After the STAR WARS prequels came out, fans of the franchise solidified their love/hate relationship with George Lucas, myself included.  He seemed like a monster out of control, a man who'd lost touch with his own vision or at least the dream he was chasing in the 1970s.  I'm in the camp that he majorly fucked up but what you can't shake is the greatness that is STAR WARS (1977) and THE EMPIRE STRIKES BACK (1980) and, to a lesser effect, RETURN OF THE JEDI (1983).  THE PEOPLE VS. GEORGE LUCAS gets opinions from the fans ranging from regular Joes to professionals like Neil Gaiman.  You get to hear from many sides including Lucas (but without any interview for this film).  It's a fun film if you have a horse in this race and you're going to agree with a lot of what's said no matter where you stand on the issue.  This picture isn't out to change any minds but comfort us in that are feelings are probably justified and that we're obviously not alone.  Lucas can justify all day long about why he does what he does and he's right, but that doesn't mean we have to like it.  He built the SW universe.  It's his characters, his toys and his rules.  The bottom line is, despite how much we think he's screwed it all up, we wouldn't be having these conversations without his creating it all.  We're passionate because we fell in love with '77 and '80 and those two films shaped many of our childhood.  We'll always have Paris. 

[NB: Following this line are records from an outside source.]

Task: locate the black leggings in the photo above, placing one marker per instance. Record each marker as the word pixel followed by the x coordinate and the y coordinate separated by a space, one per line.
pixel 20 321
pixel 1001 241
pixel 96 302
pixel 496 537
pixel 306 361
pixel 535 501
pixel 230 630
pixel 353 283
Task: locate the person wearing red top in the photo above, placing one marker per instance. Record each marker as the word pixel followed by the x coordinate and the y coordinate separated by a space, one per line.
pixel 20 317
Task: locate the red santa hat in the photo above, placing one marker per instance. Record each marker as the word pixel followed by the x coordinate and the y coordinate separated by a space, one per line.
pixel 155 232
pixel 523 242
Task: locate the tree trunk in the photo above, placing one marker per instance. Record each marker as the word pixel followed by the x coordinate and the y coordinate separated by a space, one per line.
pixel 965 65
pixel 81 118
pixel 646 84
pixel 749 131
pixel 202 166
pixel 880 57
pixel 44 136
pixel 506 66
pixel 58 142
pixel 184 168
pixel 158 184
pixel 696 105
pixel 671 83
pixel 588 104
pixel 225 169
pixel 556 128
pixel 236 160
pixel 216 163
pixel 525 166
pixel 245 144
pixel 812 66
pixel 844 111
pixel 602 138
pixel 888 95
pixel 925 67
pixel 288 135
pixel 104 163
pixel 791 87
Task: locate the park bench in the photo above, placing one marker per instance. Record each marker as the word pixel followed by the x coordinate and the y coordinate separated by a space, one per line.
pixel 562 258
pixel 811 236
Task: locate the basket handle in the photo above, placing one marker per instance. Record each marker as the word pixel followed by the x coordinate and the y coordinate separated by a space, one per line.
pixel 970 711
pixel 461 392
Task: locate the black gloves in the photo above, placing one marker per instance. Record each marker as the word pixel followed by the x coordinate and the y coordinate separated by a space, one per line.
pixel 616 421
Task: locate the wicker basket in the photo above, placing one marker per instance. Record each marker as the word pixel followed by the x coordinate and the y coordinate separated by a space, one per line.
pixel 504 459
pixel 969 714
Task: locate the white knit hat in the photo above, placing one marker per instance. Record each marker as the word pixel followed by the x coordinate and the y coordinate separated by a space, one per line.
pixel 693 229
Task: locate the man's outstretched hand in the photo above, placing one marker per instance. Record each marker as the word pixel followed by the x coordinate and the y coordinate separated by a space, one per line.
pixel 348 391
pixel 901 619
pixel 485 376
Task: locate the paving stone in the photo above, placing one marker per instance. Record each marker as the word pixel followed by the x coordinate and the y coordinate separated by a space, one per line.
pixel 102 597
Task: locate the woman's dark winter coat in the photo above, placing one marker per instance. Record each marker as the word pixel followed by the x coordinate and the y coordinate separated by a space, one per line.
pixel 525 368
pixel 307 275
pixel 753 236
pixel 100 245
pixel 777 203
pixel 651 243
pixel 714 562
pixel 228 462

Tuesday, November 26, 2013

Yellow Submarine (1968)

Director: George Dunning

Writers: Lee Minoff, Al Brodax, Jack Mendelsohn, Erich Segal, Roger McGough

Composer: George Martin, The Beatles

Starring: Paul Angelis, John Clive, Dick Emery, Geoffrey Hughes, Lance Percival, John Lennon, Paul McCartney, George Harrison, Ringo Starr

More info: IMDb

Tagline: The forces of good! The forces of evil!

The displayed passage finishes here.